After stepping down, he caught another glimpse of his face in the mirror. He was no longer particularly radiant…He gazed at his image and saw the man he normally saw. He found a grey hair and pulled it out, but there were others.

Although the storyline feels familiar, the growing darkness here is riveting. The reader finds the end of this piece disquietingly cheerful.

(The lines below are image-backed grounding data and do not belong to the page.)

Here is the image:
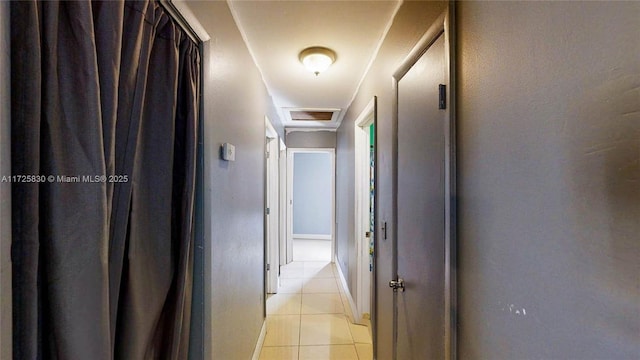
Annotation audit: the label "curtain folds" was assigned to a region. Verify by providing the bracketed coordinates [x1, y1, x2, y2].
[10, 1, 200, 358]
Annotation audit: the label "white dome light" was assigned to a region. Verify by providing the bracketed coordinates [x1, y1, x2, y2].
[299, 47, 337, 76]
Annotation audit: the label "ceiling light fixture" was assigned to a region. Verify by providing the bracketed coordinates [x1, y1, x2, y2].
[299, 46, 336, 76]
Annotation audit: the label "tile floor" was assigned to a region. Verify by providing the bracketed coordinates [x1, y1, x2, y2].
[292, 239, 333, 262]
[259, 260, 373, 360]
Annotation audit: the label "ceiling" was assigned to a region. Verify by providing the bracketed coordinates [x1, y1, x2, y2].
[227, 0, 401, 130]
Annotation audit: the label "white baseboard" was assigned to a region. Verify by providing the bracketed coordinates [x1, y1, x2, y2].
[293, 233, 331, 240]
[251, 319, 267, 360]
[335, 261, 361, 324]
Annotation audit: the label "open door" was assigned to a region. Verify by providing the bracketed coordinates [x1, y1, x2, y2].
[392, 8, 456, 360]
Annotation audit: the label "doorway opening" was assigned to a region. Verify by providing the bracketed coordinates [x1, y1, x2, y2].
[286, 148, 336, 263]
[354, 97, 376, 325]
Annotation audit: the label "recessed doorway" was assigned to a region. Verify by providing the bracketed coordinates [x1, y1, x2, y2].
[286, 148, 335, 263]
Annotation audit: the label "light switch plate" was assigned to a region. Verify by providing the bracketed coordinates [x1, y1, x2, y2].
[222, 143, 235, 161]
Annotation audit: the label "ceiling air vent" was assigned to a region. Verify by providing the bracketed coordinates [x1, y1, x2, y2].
[290, 111, 334, 122]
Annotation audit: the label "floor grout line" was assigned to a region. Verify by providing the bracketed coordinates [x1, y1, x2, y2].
[296, 261, 308, 359]
[265, 257, 371, 359]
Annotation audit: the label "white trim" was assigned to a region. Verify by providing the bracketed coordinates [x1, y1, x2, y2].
[286, 151, 294, 263]
[335, 261, 359, 324]
[341, 0, 402, 129]
[251, 320, 267, 360]
[355, 99, 376, 127]
[286, 148, 336, 263]
[354, 98, 375, 323]
[227, 1, 273, 104]
[279, 142, 288, 266]
[285, 127, 338, 134]
[265, 116, 280, 294]
[292, 234, 331, 241]
[265, 116, 277, 139]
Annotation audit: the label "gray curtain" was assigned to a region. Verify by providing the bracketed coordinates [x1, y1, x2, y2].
[10, 1, 200, 358]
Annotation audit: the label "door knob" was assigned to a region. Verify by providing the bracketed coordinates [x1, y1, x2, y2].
[389, 278, 405, 292]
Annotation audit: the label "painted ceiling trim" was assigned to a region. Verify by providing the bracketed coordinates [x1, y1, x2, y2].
[226, 0, 401, 131]
[343, 0, 403, 119]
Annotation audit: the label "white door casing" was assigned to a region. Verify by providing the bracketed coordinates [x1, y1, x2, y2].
[279, 139, 288, 265]
[265, 117, 279, 294]
[354, 98, 376, 323]
[286, 148, 336, 262]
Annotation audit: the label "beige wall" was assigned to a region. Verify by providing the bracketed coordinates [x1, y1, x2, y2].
[0, 1, 12, 359]
[186, 1, 284, 359]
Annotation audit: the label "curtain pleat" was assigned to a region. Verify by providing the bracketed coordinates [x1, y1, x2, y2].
[10, 1, 200, 358]
[39, 1, 112, 357]
[170, 37, 200, 360]
[92, 1, 125, 222]
[10, 1, 42, 358]
[116, 10, 181, 359]
[108, 0, 155, 349]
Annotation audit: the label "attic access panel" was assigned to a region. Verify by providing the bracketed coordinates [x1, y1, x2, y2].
[290, 111, 334, 121]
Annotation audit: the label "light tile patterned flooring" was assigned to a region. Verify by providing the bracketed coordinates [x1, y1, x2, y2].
[259, 260, 373, 359]
[292, 239, 333, 262]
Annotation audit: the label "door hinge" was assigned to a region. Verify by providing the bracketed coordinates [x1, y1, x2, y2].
[439, 84, 446, 110]
[266, 151, 270, 159]
[266, 263, 270, 271]
[381, 222, 387, 240]
[266, 207, 270, 215]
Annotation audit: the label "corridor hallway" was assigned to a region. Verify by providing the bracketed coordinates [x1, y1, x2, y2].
[3, 1, 638, 359]
[258, 260, 373, 360]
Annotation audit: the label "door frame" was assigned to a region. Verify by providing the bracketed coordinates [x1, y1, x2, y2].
[265, 116, 280, 294]
[354, 97, 376, 324]
[286, 148, 336, 263]
[279, 139, 289, 265]
[391, 6, 456, 360]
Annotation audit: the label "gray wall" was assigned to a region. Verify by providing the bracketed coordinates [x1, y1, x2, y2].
[286, 130, 336, 148]
[457, 2, 639, 358]
[340, 1, 639, 357]
[292, 152, 332, 236]
[186, 2, 283, 359]
[0, 2, 11, 358]
[335, 2, 446, 358]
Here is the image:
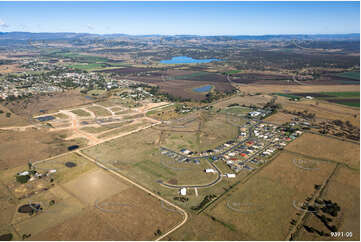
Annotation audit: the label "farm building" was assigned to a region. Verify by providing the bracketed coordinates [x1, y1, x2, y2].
[226, 173, 236, 178]
[205, 168, 216, 173]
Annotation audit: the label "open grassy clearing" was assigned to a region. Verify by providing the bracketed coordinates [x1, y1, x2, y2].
[285, 133, 360, 169]
[161, 131, 199, 152]
[160, 113, 238, 153]
[221, 106, 251, 115]
[110, 106, 123, 112]
[264, 112, 296, 125]
[96, 98, 127, 107]
[70, 109, 91, 117]
[198, 114, 239, 151]
[86, 106, 112, 116]
[205, 151, 336, 241]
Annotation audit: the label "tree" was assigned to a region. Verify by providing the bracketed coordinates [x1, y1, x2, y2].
[16, 175, 30, 184]
[5, 112, 11, 118]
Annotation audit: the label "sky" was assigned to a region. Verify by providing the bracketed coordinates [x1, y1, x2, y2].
[0, 1, 359, 35]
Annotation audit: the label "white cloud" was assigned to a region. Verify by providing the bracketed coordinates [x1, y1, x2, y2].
[0, 19, 9, 28]
[87, 24, 94, 30]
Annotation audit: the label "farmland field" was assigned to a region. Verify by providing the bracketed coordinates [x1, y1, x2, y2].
[287, 92, 360, 107]
[335, 71, 360, 81]
[285, 133, 360, 169]
[204, 151, 336, 241]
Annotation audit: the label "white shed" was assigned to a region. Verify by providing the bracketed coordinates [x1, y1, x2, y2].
[180, 188, 187, 196]
[226, 173, 236, 178]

I am an avid Tom Wayman fan. Like other instructor/poets, I clutched his famously reprinted, borrowed, and bootlegged poem “Did I Miss Anything?” with fevered joy, and married it to my syllabus. Wayman’s poems are not all soaked in quotidian commentary, of course. In “Portal,” the author, deep in midwinter, is content. In December he sees:

Where the ridge’s snowy evergreens
begin their rise toward the summit, a passage
opens through a fringe of
hazels and maples
whose emptied limbs are bowed beneath
white.

Here is cold beauty, but not cold without end. The poet calls up memories of “hot July shadow,” the deer that ranged there, and yes, sees the “now frozen white mounds.” The lawns, are strange, transformative, but not for long. He is in reverie, not mournful. In brevity and wonder he notes “woods” that patiently wait, independent of clocks or calendars. In the meantime, Wayman quietly savors one winter moment, which won’t come again.

This issue of The Fiddlehead is a basket of goodies, to be enjoyed in any kind of weather. I admired the eloquence and keen-eyed reviews of poetry and prose, and was entranced with the gorgeous cover art by Anna Cameron. Cameron’s cover should be saved behind glass. This journal is a keeper.